For about 45 of the past 50 years Americans have been conditioned to believe that it is possible to give away a certain amount of money “tax free” every year to anyone they wish. It is commonly thought that any gift above this certain amount is taxed, and, therefore, to be avoided. All of this has added up to an impression that it is advisable to give away up to $14,000 per family member, $28,000 if given by a married couple, in order to avoid the dreaded “Estate Tax Consequences” of dying. This, combined with the natural urge to help the next generation and hand down the things with the most valuable to us, has created an impression among seniors that the day will come when it is time to start passing things along. What people do not realize is that in today’s senior care environment, this is a trap for unwary!
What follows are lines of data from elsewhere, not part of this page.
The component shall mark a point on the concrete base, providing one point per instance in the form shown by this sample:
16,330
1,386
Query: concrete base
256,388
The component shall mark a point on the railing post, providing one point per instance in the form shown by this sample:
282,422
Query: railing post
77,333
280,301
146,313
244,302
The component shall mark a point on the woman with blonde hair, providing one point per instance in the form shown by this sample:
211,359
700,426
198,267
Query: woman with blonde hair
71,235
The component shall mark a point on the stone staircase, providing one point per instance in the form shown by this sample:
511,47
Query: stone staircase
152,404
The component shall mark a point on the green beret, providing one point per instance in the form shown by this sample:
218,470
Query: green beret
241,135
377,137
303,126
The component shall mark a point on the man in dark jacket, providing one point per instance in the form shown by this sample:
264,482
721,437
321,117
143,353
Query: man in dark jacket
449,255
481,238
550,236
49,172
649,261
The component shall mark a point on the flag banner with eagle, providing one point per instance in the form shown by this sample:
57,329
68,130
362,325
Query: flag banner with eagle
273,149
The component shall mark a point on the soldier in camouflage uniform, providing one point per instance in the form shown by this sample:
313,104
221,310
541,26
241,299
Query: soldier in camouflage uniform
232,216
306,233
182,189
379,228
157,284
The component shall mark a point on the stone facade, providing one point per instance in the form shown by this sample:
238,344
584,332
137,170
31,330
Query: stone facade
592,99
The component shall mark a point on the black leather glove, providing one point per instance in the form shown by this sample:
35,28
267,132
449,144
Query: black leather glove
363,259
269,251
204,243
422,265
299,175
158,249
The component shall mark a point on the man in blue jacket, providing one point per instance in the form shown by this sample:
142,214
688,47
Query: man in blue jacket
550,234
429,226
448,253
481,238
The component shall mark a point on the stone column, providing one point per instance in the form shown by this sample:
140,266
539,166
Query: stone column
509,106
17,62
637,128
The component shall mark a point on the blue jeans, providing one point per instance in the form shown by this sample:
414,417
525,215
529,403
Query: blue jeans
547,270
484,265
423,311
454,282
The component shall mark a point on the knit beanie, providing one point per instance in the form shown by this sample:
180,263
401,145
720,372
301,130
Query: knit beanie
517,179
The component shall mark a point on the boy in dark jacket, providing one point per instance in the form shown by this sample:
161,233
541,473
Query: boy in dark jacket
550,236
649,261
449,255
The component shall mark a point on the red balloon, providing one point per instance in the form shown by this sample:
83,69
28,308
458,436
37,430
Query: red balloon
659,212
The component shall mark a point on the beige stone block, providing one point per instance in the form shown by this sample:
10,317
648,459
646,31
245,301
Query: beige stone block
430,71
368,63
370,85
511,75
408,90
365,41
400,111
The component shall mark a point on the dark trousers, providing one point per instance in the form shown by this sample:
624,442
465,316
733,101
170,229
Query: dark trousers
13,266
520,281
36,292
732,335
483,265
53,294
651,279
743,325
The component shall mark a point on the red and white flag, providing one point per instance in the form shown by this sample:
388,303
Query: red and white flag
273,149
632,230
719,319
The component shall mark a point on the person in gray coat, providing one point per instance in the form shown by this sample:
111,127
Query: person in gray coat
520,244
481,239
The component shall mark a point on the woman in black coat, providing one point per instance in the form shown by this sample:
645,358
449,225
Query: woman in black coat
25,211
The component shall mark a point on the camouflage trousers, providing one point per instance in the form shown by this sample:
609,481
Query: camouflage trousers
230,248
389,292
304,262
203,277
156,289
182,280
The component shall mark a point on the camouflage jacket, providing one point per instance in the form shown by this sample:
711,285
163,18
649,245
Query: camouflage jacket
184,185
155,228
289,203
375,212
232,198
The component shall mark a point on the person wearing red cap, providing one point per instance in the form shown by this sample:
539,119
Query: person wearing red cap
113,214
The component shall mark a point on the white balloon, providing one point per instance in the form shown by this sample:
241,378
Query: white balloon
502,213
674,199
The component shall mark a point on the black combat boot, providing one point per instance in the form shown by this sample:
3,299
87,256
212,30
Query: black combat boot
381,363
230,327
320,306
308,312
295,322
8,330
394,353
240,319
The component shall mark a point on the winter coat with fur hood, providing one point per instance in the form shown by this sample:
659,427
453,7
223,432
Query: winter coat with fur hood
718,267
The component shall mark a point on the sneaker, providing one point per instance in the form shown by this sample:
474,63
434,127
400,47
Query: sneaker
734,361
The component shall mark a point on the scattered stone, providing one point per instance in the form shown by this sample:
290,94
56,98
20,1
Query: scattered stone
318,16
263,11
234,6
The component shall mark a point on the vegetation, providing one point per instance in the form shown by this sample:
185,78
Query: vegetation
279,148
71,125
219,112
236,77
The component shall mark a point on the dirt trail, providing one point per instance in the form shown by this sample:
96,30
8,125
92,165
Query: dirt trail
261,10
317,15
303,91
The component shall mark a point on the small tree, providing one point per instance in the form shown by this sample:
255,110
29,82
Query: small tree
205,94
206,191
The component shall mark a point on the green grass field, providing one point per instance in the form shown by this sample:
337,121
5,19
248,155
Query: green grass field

Many people are shocked to learn that any gift made to a family member during the five year period preceding an application for nursing home benefits under the Medicaid program will be presumed to be a gift made to qualify for Medicaid and result in a penalty. This rule has NOTHING to do with the tax laws. In 2014 Texas, this means that for every $156.34 that is given to family during the five years before a nursing home admission, the family will have to find a way to pay for care for a day of penalty even though the patient may be poor and unable to pay. A gift of $14,000 translates to at least 90 days of eligibility penalty. This penalty applies to all transfers, not just money.
In today’s evolving senior care environment, where people live longer and linger, the old ways of understanding wealth transfer must change. What was once the good “tax planning” practice of handing things down may very well cause more headaches than solutions for the entire family.